In today’s update: New York experience with fluid restriction in COVID ARDS, prone positioning for non-intubated hypoxic patients, resetting the intubation threshold, and using ABGs. Your questions for Reuben Strayer and Patrick Reinfried. For all the previous COVID podcasts plus a bunch of other super useful stuff, here is our depository of resources.
The below is not an evidence based approach, it is experience based and “here’s what we’re doing and it seems to work.” It is by no means the only way to go about this and there are certainly other shops proceeding differently with COVID-19 patients.
New York Experience
Steven Johnson, DO and Dana Gottlieb, MD surveyed their hospital's docs for lessons they’re learning. Below are some of the recommendations. A full write up can be found at the EM Pulse Blog.
Ease up on the fluids
- Don’t give fluids unless you KNOW they are hypovolemic (diarrhea, vomiting, no drinking x 1 week).
- These patients seem to be very sensitive to fluid overload. Patient’s on the floor are avoiding intubation by keeping them net negative despite tachycardia and AKI. Consider starting the patient on a low-dose pressor rather than a fluid bolus to support MAP if they are on the verge of intubation due to hypoxia.
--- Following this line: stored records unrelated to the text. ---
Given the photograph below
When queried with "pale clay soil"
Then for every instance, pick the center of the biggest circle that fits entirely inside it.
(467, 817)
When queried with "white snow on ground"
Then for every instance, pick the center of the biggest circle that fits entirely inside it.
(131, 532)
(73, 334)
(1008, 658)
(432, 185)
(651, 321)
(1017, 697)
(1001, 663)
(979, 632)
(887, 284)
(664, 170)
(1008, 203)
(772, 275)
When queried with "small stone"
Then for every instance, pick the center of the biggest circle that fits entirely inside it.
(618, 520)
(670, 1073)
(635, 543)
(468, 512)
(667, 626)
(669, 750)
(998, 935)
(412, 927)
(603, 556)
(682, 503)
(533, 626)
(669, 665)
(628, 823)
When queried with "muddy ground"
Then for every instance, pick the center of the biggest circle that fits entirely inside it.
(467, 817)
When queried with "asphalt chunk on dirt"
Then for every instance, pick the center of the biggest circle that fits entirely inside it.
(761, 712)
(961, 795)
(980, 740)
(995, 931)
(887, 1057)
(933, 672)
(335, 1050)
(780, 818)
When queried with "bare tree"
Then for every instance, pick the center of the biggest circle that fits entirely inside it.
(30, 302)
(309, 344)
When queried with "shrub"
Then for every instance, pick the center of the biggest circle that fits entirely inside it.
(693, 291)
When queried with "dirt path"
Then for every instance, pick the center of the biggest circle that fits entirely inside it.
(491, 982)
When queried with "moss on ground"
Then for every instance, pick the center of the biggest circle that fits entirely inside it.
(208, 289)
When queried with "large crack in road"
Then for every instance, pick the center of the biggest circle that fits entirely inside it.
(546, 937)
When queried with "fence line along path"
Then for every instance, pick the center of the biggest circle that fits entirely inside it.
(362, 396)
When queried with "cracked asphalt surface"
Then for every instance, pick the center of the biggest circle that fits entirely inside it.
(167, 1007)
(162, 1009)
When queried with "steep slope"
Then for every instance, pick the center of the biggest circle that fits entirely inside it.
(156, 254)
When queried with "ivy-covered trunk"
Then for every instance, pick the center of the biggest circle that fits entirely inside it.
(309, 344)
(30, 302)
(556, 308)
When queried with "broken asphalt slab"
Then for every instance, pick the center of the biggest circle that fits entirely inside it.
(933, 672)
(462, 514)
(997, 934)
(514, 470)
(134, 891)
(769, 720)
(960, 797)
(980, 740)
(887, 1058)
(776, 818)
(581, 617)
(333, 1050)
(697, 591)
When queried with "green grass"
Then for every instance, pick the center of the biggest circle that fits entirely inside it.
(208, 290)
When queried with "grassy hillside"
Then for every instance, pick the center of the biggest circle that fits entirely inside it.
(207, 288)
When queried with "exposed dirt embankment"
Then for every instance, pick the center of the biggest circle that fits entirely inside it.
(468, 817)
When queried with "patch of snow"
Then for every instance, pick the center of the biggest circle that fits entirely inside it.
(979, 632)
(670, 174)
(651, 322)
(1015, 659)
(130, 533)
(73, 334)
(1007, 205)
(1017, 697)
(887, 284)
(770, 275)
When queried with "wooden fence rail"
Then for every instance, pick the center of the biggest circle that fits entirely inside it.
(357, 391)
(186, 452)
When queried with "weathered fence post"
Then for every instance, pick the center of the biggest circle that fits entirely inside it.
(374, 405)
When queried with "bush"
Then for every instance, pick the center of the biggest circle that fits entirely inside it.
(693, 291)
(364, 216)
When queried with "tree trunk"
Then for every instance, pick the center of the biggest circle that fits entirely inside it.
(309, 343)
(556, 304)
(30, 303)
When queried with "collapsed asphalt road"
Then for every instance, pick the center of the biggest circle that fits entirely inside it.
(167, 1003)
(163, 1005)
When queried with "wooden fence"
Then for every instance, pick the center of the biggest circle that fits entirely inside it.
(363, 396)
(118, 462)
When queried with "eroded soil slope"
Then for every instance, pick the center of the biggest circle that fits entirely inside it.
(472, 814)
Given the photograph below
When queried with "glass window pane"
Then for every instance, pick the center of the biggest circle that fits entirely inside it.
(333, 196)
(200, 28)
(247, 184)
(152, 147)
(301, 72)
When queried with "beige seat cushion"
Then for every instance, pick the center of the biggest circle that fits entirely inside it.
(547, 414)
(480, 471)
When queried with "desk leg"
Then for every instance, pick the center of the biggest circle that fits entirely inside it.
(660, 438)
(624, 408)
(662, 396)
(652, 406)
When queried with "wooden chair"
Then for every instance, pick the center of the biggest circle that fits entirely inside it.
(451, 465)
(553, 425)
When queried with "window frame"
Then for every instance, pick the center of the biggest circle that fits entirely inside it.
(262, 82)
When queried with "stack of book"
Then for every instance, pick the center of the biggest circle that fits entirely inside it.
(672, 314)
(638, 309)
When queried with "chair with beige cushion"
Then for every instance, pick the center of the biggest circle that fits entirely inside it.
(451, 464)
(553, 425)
- A suggestion for undifferentiated ED patients: if they are normotensive DO NOT give a fluid bolus. Patients that are hypotensive, carefully consider very small fluid bolus vs pressor (especially if clinically volume overloaded).
- Do not fluid resuscitate to clear lactate. The elevated lactate in a non-hypotensive patient is not from hypovolemia, this is likely from catecholamine surge from severe hypoxia and respiratory distress.
- Not that any of us normally do….but DO NOT start maintenance fluids.
It's interesting how the pendulum swings with IV fluid. Over the past few years, there has been a call to action to be more judicious with our fluid administration, especially in septic patients rather than reflexively jumping in ‘whole hog’ with 30 cc's per kilo (or even more). Much of this is going to fly in the face of policies or benchmarks so it’s something to discuss among your group to see how you want to approach it.
Adding further support to COVID ARDS fluid resuscitation, Josh Farkas has this to say in his online Critical Care Textbook. (direct quote below)
- The cause of death from COVID-19 is nearly always ARDS – which may be exacerbated by fluid administration.
- Gentle fluid administration could be considered for patients with evidence of hypoperfusion and a history suggestive of total body hypovolemia (e.g. prolonged nausea/vomiting and diarrhea). An aggressive fluid resuscitation strategy in viral pneumonia is especially misguided. The primary life-threat facing these patients is ARDS (not hypoperfusion, and certainly not hypovolemia). Perfusion can generally be easily maintained with early administration of low-dose vasopressors and a conservative fluid strategy if necessary (although most patients with viral pneumonia have adequate perfusion to begin with).
- Notably, if hyperlactatemia is being driven by dyspnea causing sympathetic activation, this will only be exacerbated by fluid (which will worsen the respiratory failure).
Oxygenation and Prone Position
Mechanical ventilation can go on a long time and intubated patients have not been doing well. Whether that’s a cause (mechanical ventilation has harmful effects), an association (if you’re sick enough to get intubated, mortality is already high), or both remains to be seen.
- These people are needing 15+ days of intubation, saving a vent for several days is meaningful. Unfortunately, every patient on the floor is developing severe hypoxia. Currently they are recommending a NRB at 15L with a NC at 10L underneath with persistent sats <90% before even considering intubating for hypoxia.
- If the patient is able to, have them prone themselves while on supplemental O2. They are having a lot of patients on the floor prone as much as they are able and it is helping.
Prone positioning in the awake patient was described by Sun et al two weeks ago as part of their critical care package (prone positioning, fluid restriction, and high flow nasal cannula/NIV).
- “We attempted awake prone position in coronavirus pneumonia patients which showed significant effects in improving oxygenation and pulmonary heterogeneity”
- Sun, Qin, et al. "Lower mortality of COVID-19 by early recognition and intervention: experience from Jiangsu Province." Annals of Intensive Care 10.1 (2020): 1-4.
Resetting the intubation threshold
In the ED we have a pretty standard mental framework when it comes to making the decision to intubate, but much of what we’ve seen so far is contrary to usual practice and, taking this further, the New York docs recommend this:
- If you have someone who is requiring a lot of supplemental O2, send an ABG. They are considering intubating these patients if they have PaO2 <60 despite the NRB and NC.
- They are not intubating just for work of breathing. These patients are all looking terrible on the floor, please get an ABG and if they are developing respiratory acidosis then they should be intubated. Obviously if on arrival they look terrible and have poor mental status then they should be intubated.
- Very few people are getting extubated upstairs and in their experience mortality is around 80% for patients needing intubation. .
- EMCRIT goes deep into intubation issues and resetting the threshold here.